We’ve put those skills to good use with our sophisticated DLA metrics. Let’s see if we can explain this in a way that’s easy to understand…
First, we use something called Agile Kanban as a software methodology. We track the Kanban progress of our User Stories using Jira, a project management software. Using Jira and Kylo (a data lake management software), we are able to automatically figure metrics for each of our projects each morning. (If you’re really curious about how all of this works, give us a call. You can come in and observe our morning meetings. We’ll tell you all about it.)
When our teams get in each morning, they are looking at how well they are doing on:
- Delivery (we take the earned value of what we’ve created and divide by the planned value of where we should be, which gives us a ratio showing us if we’re on target or not)
- Efficiency (how many User Stories are on track to be overdue based on how many days are left until they are due and how complex they are)
- Cost (we take the earned value of what we’ve created and divide by the actual cost we’ve spent to get a ratio that tells us if we’re on budget)
- Quality (how many Kanban columns have more than a max number of User Stories in them)
Each and every day, these metrics are calculated automatically. In morning meetings, teams look at these metrics so that they know early in the process if we are running tight on cost or if we are trending later than we should be for our delivery date. If there’s a problem, it gets escalated to company directors.

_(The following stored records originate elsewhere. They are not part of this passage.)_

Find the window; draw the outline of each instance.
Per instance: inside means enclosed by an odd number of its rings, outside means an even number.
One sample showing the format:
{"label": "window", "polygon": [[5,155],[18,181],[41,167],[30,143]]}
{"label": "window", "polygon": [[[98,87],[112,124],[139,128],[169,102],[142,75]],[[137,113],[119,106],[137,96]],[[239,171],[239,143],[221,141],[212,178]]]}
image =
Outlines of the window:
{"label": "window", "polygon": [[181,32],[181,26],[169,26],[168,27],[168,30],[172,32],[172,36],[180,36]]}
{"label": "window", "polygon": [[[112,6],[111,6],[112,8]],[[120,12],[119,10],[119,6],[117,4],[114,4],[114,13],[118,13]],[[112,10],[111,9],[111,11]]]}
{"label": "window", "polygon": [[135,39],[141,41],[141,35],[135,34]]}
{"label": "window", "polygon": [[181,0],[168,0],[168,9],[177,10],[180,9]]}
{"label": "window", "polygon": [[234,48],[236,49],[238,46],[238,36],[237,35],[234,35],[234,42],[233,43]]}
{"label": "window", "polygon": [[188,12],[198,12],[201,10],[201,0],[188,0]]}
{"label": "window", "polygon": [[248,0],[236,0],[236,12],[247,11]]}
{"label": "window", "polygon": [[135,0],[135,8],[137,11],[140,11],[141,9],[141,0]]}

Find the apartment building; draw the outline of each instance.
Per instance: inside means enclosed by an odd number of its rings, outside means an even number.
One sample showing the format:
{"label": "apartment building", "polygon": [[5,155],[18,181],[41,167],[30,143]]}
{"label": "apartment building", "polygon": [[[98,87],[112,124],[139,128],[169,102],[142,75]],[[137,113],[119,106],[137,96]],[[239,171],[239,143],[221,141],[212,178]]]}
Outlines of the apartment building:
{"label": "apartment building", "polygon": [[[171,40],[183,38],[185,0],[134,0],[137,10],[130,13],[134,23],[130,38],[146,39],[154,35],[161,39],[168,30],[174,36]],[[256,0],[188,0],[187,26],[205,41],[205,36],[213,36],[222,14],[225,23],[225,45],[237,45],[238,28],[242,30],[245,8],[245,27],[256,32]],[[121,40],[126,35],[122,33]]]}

The really neat thing about these metrics? Several of them are predictive, meaning that even though a User Story isn’t late yet, we can predict that it’s likely going to be late by how much work has been done on it so far. Sometimes a team can work late one evening and get back on track before they’re ever really late.
This level of attention to detail is extremely unusual in our field. In fact, we’ve never talked to another software company that uses something similar.
Paired with our Discovery Session, DLA metrics ensure that we actually get things finished when we say we will for the price our clients expect.
What You Can Do to Keep Your Software Project from Failing
Finding a software company that is set up to succeed is only half the battle. Here are a few things you can do to keep your software from failing:
- Budget some time. Your needs and processes are all inside your head, so no software company can create something to meet your needs without plenty of time and access from you. Plan to spend a day or more up front and a few hours each week to get software that will really meet your needs.
- Be patient. Just like when you’re having a house built, there are times when there will be much to see (framing! walls!) and times when it looks like absolutely nothing is being done (endless wiring). Feel free to voice concerns, but know that sometimes an especially tough problem will come up, and it may take a few days just to work through it.
- Ask questions. If it seems like something may be slightly wrong, ask the question. Software companies would always rather know early that they’re missing the mark than when they think they’re finished! Never feel bad asking if something seems different than you expected.
- Try to stay the course. Some pricing structures will let you change your mind or add functionality during development. But adding or changing features will add to your timeline and to your project costs. To keep to your intended budget, stay the course when possible, and make use of time up front to change colors or fonts, rather than development time.